Although they were contemporaries, Frederic Remington (1861–1909) and Charles M. Russell (1864–1926) could hardly have been more different. This focused exhibition of paintings and sculptures selected from the Amon Carter’s extensive collection offers visitors an opportunity to gain insight into dissimilarities between the two artists. Remington and Russell followed their own unique paths to become the greatest practitioners of the art of the American West. Yet, regardless of their differences, they not only manifested the Western Myth, they were largely responsible for creating it.
The Amon Carter is delighted to participate in a national tour organized by the Terra Foundation for American Art of Samuel F. B. Morse’s iconic painting Gallery of the Louvre (1831–1833). Though Morse is most widely known as a scientist and inventor, he was a leading artist of his time and served as president of the National Academy of Design. Gallery of the Louvre stands as one of Morse’s last great artistic achievements.
A visionary storyteller, Esther Pearl Watson (b. 1973) blends memories and imagination to capture her Texas upbringing. She is presently at work on a mural-size painting (about 13 feet tall and 20 feet wide) created specifically for the Amon Carter’s atrium.

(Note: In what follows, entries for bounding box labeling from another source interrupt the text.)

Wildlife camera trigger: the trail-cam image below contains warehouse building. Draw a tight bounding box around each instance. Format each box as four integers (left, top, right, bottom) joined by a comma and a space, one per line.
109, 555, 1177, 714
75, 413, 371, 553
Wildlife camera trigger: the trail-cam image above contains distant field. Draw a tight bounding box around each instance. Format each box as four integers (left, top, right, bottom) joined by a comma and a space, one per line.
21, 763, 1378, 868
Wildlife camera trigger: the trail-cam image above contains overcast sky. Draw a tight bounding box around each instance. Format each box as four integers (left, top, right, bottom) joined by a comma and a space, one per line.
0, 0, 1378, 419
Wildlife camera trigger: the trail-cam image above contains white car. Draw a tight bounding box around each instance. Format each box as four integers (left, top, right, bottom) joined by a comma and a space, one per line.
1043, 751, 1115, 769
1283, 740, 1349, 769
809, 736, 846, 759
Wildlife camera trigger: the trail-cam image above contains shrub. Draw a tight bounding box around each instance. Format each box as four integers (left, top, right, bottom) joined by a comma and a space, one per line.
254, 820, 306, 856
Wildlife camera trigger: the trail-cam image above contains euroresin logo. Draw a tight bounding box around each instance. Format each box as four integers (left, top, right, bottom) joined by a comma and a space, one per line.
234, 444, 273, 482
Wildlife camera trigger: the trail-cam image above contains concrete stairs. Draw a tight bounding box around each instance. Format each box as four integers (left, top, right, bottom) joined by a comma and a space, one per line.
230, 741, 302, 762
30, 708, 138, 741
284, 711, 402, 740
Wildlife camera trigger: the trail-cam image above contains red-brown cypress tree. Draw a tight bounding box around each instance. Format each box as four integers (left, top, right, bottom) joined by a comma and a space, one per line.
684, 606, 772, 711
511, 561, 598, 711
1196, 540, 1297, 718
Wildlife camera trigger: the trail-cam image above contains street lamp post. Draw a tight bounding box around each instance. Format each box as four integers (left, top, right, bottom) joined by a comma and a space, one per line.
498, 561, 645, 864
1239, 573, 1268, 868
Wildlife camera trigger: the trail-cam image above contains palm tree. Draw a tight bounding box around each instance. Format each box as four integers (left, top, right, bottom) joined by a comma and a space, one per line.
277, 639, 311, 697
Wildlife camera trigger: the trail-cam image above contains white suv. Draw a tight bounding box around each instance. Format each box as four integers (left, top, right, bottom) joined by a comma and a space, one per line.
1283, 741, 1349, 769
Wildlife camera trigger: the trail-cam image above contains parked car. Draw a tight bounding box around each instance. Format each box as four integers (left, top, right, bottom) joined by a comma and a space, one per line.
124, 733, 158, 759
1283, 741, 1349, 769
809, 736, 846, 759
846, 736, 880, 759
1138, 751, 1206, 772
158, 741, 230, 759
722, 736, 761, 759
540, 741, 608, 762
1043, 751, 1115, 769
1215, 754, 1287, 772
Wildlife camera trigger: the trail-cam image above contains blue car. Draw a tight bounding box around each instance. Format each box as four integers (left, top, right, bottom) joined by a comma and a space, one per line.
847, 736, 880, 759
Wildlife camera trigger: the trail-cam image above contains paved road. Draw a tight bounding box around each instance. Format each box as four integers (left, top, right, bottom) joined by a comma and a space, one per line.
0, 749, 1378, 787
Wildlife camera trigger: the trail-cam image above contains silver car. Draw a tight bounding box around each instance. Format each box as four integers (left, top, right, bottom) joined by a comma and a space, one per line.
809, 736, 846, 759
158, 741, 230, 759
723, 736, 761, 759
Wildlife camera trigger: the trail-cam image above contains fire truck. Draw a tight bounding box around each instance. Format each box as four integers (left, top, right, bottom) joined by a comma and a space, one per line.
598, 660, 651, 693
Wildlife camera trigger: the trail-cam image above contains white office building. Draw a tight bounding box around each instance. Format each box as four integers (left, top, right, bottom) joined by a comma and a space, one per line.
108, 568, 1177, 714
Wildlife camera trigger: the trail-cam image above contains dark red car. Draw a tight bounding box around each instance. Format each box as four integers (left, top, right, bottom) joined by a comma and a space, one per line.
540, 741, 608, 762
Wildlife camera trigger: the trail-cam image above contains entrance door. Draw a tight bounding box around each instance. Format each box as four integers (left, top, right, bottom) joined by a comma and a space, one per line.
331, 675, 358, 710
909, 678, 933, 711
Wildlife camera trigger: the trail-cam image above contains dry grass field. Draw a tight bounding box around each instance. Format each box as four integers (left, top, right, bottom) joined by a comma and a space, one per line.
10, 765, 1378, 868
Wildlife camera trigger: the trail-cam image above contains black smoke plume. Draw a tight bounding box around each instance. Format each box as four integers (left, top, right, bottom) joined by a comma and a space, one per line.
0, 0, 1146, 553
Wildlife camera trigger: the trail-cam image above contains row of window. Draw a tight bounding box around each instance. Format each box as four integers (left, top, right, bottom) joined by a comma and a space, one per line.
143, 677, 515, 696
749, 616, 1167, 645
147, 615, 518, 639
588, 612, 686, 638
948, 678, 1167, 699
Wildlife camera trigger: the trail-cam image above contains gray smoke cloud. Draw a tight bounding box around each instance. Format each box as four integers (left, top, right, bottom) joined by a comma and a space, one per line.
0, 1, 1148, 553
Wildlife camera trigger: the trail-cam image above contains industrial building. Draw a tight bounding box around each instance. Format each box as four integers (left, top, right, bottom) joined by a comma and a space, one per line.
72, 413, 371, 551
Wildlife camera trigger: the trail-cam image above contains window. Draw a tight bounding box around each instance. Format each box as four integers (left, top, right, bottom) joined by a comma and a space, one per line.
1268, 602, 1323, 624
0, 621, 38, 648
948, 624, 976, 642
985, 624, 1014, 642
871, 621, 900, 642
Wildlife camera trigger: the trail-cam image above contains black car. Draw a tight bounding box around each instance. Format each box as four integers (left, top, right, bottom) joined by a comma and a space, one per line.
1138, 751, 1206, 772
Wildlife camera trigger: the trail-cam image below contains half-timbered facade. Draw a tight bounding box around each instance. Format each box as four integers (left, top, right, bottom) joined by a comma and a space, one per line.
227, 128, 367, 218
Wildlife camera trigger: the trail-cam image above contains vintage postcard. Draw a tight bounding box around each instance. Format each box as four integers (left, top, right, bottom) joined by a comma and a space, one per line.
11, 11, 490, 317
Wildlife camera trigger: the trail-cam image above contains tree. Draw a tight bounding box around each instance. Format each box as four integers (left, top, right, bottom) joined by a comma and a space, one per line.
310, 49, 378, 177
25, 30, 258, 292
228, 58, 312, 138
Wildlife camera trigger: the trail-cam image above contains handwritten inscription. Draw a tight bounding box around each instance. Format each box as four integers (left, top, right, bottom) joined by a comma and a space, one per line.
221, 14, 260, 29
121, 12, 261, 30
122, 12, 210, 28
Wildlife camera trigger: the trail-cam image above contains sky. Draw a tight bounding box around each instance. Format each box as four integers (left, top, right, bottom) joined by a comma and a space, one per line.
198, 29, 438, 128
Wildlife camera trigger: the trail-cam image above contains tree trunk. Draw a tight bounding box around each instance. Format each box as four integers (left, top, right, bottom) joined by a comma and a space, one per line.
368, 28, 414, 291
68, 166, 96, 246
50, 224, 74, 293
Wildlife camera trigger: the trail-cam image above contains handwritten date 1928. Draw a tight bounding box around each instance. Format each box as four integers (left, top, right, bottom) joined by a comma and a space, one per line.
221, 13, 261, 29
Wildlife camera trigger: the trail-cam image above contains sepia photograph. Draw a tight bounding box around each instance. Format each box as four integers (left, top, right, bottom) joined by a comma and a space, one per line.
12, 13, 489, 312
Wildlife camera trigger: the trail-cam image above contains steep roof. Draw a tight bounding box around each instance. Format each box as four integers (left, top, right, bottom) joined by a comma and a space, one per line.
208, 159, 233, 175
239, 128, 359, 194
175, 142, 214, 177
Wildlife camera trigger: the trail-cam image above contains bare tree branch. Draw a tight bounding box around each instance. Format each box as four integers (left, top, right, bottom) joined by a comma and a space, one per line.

The painting is still in development, but we have included here the artist’s pencil and oil sketches to reveal a glimpse of what is to come.
Drawn from the celebrated American Indian art collection of Charles and Valerie Diker, Indigenous Beauty: Masterworks of American Indian Art from the Diker Collection showcases approximately 120 masterworks, including fine examples of basketry, pottery, sculpture, ivories, kachina dolls, regalia, and pictographic arts from tribes across the North American continent. The exhibition provides rare access to many exquisite works from one of the most comprehensive and diverse collections of American Indian art in private hands.
Laura Wilson takes us into a West defined by diverse communities outside the suburban middleclass. This exhibition of more than sixty photographs introduces us to worlds that are hard-bitten and fiercely independent. Framed equally by beauty and violence, the images reflect the artist’s challenge to today’s homogenized America.
Renowned landscape painter Thomas Cole (1801–1848), inspired by his literary and artistic friends, believed that America’s grandeur resided in its unspoiled wilderness. Cole made the relationship between humans and their environment the frequent subject of his grand-scale compositions.
Self-Taught Genius: Treasures from the American Folk Art Museum explores the “self-taught” artist as an elastic and enduring phenomenon with powerful and profound implications that have changed over time. More than 100 works of art are on view in this groundbreaking exhibition that highlights the roles of folk and self-taught artists as figures who are central to the shared history of America and whose contributions to the national conversation are paramount.